Una donna separata da molti anni si rivolgeva al nostro studio legale preoccupata del fatto che il marito, dopo ben dieci anni le avesse chiesto il divorzio.
La donna spiegava che, in seguito al matrimonio, aveva sempre utilizzato il cognome del consorte in tutti i suoi rapporti sociali e che anche nel luogo di lavoro era conosciuta unicamente con il cognome del marito.
La signora oramai dopo vent'anni si identificava con il cognome maritale e avrebbe avuto molte difficoltà a rinunciare al diritto di usarlo.
Tuttavia, abbiamo spiegato alla donna che il diritto italiano non consente di utilizzare il cognome del marito post divorzio, salvo rari casi.

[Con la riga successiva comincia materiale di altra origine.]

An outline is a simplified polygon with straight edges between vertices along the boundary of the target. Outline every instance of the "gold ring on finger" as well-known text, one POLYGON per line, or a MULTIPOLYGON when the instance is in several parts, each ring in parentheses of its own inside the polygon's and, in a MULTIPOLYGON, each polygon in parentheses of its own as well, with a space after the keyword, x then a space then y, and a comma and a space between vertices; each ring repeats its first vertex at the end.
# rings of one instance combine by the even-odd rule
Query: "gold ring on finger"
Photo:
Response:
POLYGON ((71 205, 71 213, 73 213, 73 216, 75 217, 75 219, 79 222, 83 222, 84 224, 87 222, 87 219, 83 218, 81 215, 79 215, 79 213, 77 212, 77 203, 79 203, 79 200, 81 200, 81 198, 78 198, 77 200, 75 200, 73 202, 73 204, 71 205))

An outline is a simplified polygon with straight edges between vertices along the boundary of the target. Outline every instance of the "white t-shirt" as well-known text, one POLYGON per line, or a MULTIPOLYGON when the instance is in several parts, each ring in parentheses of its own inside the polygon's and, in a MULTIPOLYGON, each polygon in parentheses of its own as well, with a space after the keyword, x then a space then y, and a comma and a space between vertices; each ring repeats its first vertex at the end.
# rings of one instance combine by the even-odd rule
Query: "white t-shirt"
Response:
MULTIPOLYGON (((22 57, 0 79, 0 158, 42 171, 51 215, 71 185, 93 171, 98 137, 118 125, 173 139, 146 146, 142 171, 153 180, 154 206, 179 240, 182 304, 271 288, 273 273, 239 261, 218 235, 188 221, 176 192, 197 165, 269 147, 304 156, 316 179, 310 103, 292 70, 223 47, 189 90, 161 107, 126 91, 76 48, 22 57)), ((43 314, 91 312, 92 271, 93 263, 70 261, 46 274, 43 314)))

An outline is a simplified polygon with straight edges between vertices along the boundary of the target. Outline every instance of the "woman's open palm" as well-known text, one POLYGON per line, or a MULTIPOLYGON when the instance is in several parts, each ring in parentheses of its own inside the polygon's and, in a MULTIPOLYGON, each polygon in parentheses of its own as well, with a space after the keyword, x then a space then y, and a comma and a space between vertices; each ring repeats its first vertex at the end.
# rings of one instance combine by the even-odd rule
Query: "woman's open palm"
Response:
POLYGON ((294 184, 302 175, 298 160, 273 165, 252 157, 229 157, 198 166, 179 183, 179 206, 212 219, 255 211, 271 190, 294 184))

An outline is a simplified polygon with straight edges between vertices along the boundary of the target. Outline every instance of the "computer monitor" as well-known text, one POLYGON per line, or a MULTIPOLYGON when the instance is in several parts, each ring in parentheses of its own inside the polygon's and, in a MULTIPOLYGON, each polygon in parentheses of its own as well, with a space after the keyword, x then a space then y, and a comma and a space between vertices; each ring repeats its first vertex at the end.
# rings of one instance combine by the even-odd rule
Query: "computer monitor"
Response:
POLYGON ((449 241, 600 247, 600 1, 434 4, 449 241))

Quando si può mantenere il cognome del marito post divorzio?

Premesso che orami l'affiancamento del cognome del marito è desueto, è bene specificare che la moglie, nel procedimento di divorzio, può chiedere al giudice di poter conservare il cognome del marito in aggiunta al proprio, se sussiste un interesse suo o dei figli meritevole di tutela.

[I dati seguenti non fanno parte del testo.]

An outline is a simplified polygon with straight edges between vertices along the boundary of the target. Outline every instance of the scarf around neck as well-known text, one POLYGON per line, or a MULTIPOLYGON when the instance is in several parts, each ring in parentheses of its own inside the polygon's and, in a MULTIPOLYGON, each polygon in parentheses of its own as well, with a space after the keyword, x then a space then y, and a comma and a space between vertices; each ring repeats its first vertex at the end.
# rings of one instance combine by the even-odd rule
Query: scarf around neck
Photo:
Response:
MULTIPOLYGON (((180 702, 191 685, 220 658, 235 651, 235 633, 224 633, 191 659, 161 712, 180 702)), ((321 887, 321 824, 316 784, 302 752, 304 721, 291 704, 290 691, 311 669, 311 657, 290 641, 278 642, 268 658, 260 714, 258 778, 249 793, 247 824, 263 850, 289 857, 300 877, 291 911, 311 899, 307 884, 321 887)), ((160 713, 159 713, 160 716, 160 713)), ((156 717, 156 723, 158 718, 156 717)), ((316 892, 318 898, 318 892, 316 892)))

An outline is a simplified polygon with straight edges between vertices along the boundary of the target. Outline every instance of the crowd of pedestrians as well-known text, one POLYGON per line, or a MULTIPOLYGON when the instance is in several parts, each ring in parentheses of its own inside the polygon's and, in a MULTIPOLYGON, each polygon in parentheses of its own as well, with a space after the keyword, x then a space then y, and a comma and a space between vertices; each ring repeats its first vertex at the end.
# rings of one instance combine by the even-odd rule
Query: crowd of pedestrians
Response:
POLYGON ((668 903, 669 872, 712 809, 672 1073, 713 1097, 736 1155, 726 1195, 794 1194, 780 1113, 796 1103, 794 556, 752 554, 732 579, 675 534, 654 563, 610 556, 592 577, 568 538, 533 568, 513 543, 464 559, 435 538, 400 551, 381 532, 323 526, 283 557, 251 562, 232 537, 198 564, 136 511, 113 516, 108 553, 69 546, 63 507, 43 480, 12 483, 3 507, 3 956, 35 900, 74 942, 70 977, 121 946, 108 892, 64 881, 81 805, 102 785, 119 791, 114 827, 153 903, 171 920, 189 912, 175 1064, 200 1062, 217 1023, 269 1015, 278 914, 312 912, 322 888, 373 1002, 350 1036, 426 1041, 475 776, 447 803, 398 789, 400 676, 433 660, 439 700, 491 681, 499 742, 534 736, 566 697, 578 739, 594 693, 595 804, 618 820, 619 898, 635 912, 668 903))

Come si orienta la giurisprudenza?

La giurisprudenza ha ritenuto che l'interesse al mantenimento del cognome del coniuge dopo il divorzio risulti meritevole di tutela qualora riguardi la sfera del lavoro professionale, commerciale o artistico della moglie, oppure in considerazione di profili di identificazione sociale e di vita di relazione meritevoli di tutela oltre che di particolari profili morali o considerazioni riguardanti la prole (Trib. Milano, sez. IX, 28 aprile 2009, n. 5644).
Difatti, la Cassazione con la sentenza n. 21706 del 2015 ha sancito che l'interesse alla conservazione del cognome maritale, merita apprezzamento, quanto più tempo si sia "indossato" il cognome del coniuge, poiché assicurare la continuità dei modi di identificazione della persona in atto, risponde ad un interesse meritevole di positivo apprezzamento, salvo specifico interesse contrario del coniuge" (nello stesso senso v. Cass. n. 654/2022).

Utilizzo cognome marito meritevole di tutela

Dopo che la signora ci ha rappresentato la sua situazione abbiamo ritenuto il suo interesse all'utilizzo del cognome del marito meritevole di tutela; pertanto, ci siamo costituite nel ricorso per divorzio intentato dal marito, chiedendo al giudice di poter continuare ad utilizzare il cognome maritale anche dopo la sentenza di divorzio.
Mettendo in evidenza gli interessi della signora, soprattutto sotto il punto di vista lavorativo ma anche di identificazione personale da oltre 20 anni, il giudice, ha ritenuto idonea la nostra richiesta ed ha accolto la nostra istanza.